We recently composed a scraper that works to extract data of a static site. By a static site, we mean such a site that does not utilize JS scripting that loads or transforms on-site data.
Technologies stack
- Node.js, the server-side JS environment. The main characteristic of Node.js is the code asynchronous execution.
- Apify SDK, the scalable web scraping and crawling library for JavaScript/Node.js. Let’s highlight its excellent characteristics:
- automatically scales a pool of headless Chrome/Puppeteer instances
- maintains queues of URLs to crawl (handled, pending) – this makes it possible to accommodate crawler possible failures and resumes.
- saves crawl results to a convenient [json] dataset (local or in the cloud)
- allows proxies rotation
We’ll use a Cheerio crawler of Apify to crawl and extract data off the target site. The target is https://www.ebinger-gmbh.com/.
Get categories links – initial urls for crawler
First, we find all the categories’ links of the website.
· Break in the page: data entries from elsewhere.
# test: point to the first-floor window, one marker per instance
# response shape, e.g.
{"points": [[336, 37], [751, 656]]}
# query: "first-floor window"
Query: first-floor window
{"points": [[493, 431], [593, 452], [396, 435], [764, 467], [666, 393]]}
For that we used the Scraper, Google Chrome extension:
This will provide us with some links based on Xpath. Edit Xpath to have all possible categories be included.
Now we have a categories file, categories.txt
Cheerio Crawler
Let’s copy a Cheerio Crawler from the Apify official site (do not forget npm i apify –save). As usual in a new folder we init node project and crate index.js file. Now we’ll customize the crawler. Let’s highlight its important features.
Init crawler queue with categories urls
The following code inserts categories links into the crawler request queue:
const lineReader = require('line-reader');
lineReader.eachLine('categories.txt', async function(line) {
let url = base_url + line.trim();
await requestQueue.addRequest({ url: url });
});
Main crawler function
handlePageFunction() is the main crawler function in index.js file that is called in order for each page to be fetched by a single request to perform the logic of the crawler.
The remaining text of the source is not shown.